Buffalo `66 is as fine an example of independent film-making as you're likely to find. Vincent Gallo's quirky, semi-autobiographical film, in which he stars as Billy Brown - a slightly unhinged, emotionally undernourished convict who kidnaps the surprisingly willing Layla (Christina Ricci) to pose as his wife - is easily the controversial New Yorker's best work to date and features stellar performances from the likes of Angelica Huston (almost unrecognisable as Brown's uncaring, football-obsessed mother Janet) and Jan-Michael Vincent - Brown's long-suffering best friend, Goon. Gallo is equally impressive in the role of Billy Brown; he's unpleasant, and prone to violence, but not entirely dislikeable. In fact, at times, he's almost child-like, and we sympathise with Brown, largely because of what we come to know of his background. The scene in which Billy visits his parents' house, for example, is one of classic suburban dysfunction - and hilarious at that.
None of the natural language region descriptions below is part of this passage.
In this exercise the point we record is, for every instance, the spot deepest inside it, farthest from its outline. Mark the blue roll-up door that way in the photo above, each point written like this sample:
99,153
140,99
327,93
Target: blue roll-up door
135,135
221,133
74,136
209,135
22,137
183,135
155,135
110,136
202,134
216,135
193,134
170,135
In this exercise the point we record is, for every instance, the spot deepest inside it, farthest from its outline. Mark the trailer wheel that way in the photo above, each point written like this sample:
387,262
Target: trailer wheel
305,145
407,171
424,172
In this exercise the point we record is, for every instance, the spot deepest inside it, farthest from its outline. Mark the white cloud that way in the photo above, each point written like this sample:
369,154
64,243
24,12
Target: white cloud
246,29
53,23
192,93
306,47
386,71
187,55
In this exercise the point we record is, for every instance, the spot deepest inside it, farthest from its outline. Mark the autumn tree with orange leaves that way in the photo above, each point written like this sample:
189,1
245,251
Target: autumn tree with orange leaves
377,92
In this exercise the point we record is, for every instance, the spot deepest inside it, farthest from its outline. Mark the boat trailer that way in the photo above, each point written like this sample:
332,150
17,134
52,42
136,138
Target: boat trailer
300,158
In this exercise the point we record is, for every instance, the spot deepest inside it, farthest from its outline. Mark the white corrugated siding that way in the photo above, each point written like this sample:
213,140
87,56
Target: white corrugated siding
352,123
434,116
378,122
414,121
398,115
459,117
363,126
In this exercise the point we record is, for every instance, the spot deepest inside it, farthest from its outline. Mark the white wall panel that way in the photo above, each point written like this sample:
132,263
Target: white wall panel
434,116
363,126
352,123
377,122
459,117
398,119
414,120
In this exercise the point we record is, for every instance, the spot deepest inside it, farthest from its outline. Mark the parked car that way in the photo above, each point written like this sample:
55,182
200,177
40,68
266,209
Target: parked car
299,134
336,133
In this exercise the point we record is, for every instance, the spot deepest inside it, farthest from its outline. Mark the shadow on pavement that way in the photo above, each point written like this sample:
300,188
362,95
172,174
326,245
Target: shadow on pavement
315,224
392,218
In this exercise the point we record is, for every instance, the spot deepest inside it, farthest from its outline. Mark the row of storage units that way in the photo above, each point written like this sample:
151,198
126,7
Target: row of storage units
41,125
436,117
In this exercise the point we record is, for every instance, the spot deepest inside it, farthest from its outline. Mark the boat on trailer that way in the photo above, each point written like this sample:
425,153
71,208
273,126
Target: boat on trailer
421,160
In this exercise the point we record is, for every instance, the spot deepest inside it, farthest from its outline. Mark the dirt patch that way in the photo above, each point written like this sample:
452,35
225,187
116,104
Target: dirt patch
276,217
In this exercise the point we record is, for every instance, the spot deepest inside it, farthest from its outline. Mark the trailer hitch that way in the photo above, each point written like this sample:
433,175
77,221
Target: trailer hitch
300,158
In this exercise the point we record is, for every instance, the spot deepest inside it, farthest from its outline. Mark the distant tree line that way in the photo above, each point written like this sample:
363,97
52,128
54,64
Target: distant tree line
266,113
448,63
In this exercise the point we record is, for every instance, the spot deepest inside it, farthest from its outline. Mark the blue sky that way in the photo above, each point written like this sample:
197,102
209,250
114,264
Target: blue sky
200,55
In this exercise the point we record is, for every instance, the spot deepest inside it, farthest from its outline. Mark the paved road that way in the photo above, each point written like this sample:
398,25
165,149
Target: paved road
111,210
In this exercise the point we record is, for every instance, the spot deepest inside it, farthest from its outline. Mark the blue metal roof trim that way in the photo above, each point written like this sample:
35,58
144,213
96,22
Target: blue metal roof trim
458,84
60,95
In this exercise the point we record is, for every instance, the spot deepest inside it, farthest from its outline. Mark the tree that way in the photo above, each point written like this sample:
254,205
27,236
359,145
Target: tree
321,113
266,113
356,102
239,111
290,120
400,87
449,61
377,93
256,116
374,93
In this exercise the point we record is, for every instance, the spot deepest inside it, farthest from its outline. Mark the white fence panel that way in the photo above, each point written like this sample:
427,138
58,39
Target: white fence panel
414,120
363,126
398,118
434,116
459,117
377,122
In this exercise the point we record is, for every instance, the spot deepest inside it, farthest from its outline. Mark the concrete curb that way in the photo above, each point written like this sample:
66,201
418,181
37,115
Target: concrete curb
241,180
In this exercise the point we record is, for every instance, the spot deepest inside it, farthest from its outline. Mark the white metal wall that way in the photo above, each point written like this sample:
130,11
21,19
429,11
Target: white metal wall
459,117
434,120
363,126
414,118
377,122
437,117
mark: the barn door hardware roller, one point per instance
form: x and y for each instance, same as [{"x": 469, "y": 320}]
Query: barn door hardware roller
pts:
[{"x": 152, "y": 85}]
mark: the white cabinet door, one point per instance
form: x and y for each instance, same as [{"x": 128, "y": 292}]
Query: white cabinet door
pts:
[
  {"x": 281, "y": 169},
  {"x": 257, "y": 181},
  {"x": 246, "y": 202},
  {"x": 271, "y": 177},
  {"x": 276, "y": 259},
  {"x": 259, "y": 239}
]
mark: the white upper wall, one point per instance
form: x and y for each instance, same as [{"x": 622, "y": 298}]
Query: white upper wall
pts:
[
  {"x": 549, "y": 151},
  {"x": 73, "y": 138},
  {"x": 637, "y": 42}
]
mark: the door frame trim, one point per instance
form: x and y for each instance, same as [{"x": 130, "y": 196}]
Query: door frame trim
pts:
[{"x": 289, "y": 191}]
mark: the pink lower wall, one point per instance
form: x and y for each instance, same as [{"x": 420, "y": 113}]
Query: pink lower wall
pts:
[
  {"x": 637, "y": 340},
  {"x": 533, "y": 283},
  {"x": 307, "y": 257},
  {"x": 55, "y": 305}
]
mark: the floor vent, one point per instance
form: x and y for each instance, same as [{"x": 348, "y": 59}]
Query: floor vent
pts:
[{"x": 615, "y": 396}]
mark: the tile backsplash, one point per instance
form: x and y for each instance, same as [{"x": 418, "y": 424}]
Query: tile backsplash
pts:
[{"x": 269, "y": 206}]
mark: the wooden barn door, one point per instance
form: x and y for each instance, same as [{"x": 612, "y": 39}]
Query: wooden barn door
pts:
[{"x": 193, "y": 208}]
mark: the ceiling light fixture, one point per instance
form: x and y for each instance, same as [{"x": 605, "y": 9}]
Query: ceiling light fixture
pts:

There's a sense at times that Gallo is playing himself, rather than actually 'acting'; at others, he appears to be hamming it up a bit for comic effect (see the scene in which he forces Layla to pose with him in a photo booth and repeats the phrase "we're spanning time" ad nauseum) but he can be forgiven on both counts as a) the film is, as mentioned, a semi-autographical work and b) he is undeniably amusing.
Where this film impresses most, however, is in the sheer inventiveness and effectiveness of some of Gallo's techniques as director and Lance Acord's cinematography. Buffalo `66 has all the hallmarks of an indie, art-house film - but, refreshingly, these features actually contribute to our understanding of Brown's character and the advancement of the film's plot.